No. My sister and her hubby does because she snores. LOUD.
I can't take it. Pretty sure they all do this.
My guy snores loudly. It took me a long time to get used to it, but the physical closeness we share in bed is really important to us. Luckily, I was able to get used to the snoring. I can definitely understand how some would have to sleep separately.
I think that the physical closeness is the important thing . Sleeping together, snuggling, bonds you.
In general, I do. There is always an exception to any rule, though.
My uncle and his wife do this. I thought it was weird, and then I stayed the night and heard my uncle snore. One wall isn't enough. I think they need to build him an outbuilding.
My parents started sleeping separate when Dad was Dx'd with sleep apnea and he got the machine that kept Mom awake. My husband works 3rd shift so we don't sleep together and sometimes I like the space and no snoring, but most times I miss him dearly.
My parents have slept in separate rooms for years, and they're fine. It's just because of bed space and sleeping habits.

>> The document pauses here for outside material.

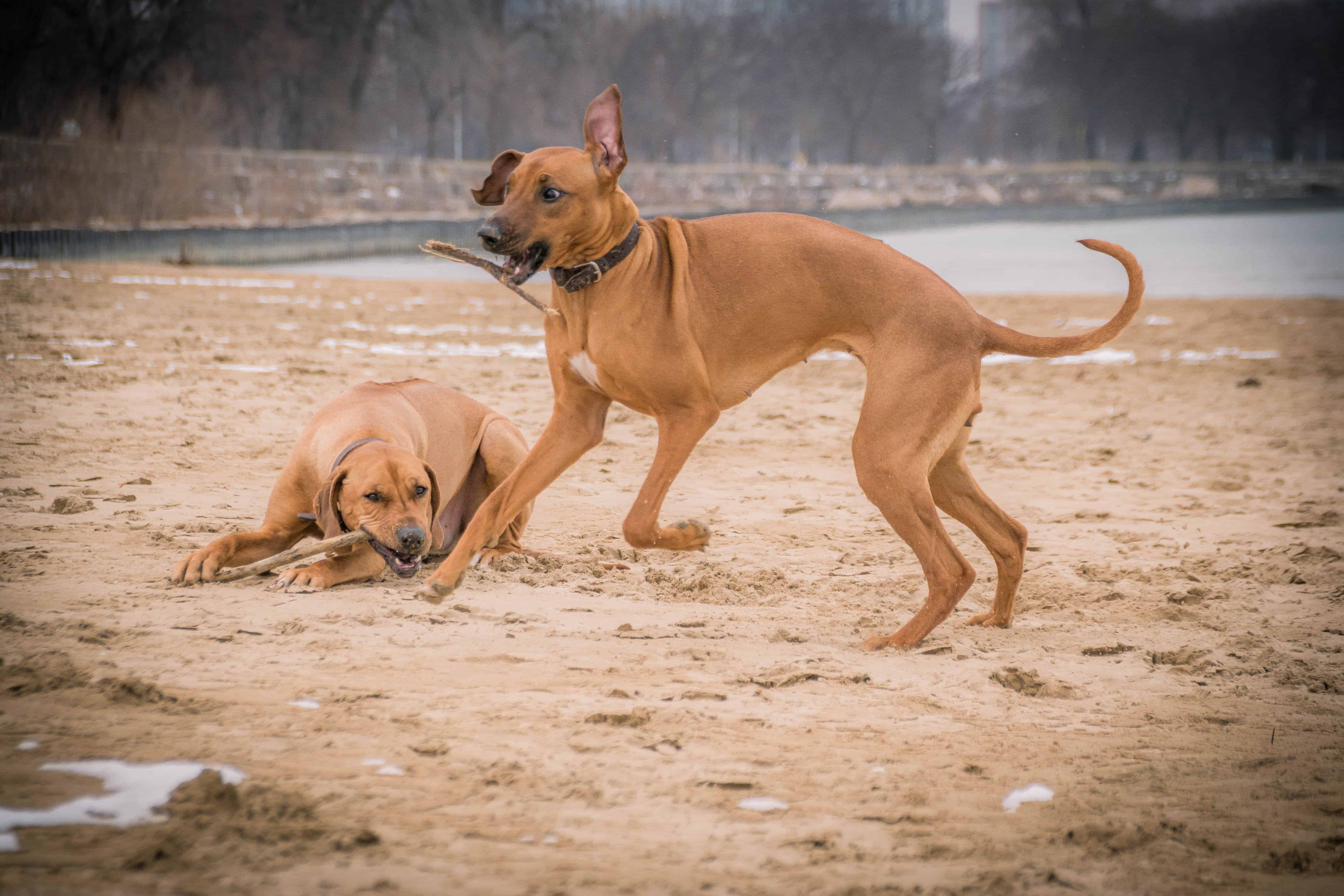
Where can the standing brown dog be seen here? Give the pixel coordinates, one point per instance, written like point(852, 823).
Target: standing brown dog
point(409, 463)
point(683, 319)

It has nothing to do with a "failing marriage".
I used to...and while I still think it's somewhat strange I realize every couple is different and sometimes it just works better that way for them.
Snoring...I might divorce him if we did share a bed.
I would have major issues and would continually be trying to fix what was keeping us in separate beds. It's a personal issue though.
No. Me & my partner have been sleeping in different bedrooms for 20 years.
No. We frequently sleep in different rooms because our schedules are often so different.
It would be in my own but as shown below that's not always the case.
Probably not, it would depend on why. If it's because they just can't stand each other, then maybe yes, but if it is for any number of practical reasons it means nothing at all.
No, I wouldn't, because I know couples who did that and were very happily married, including my grandparents who had separate bedrooms for as long as I can remember.
No. We've slept separately our entire relationship, except on weekends anyway. He snores loudly. We have different schedules. We both get a better night's sleep alone and we both enjoy having our own space/room. It works quite well for us.
It is possible bot hardly conclusive. I admit that my initial, knee jerk reaction is to think that they are in trouble but my mom often sleeps separately from my stepfather and they are doing very well. On its own, it sounds bad but means nothing.
Possibly, but not inherently.
I understand to each his own and we may have different motivation but I would view it as the marriage is missing something.
No. I'm a very light sleeper my husband is a kicker and a very loud snorer a bed hog and a blanket hog. We both sleep much better separately. He doesn't like me to wake him up and tell him the rollover so he's not snoring or tell him I need some
room or blankets.
Not at all, especially if the couple has sleep issues. Czar always jokes that we should sleep in separate bedrooms because of his sleep problems, but we have a king-sized bed and make it work.
Have that issue also
Sometimes but that usually isn't why they do it.
Not exactly. Likely just an indicator that one (or both) of them snores.
I've met two married couples who do this. One is gong through a divorce the other couple is very happy together. I couldn't imagine not sleeping in the same room with my husband.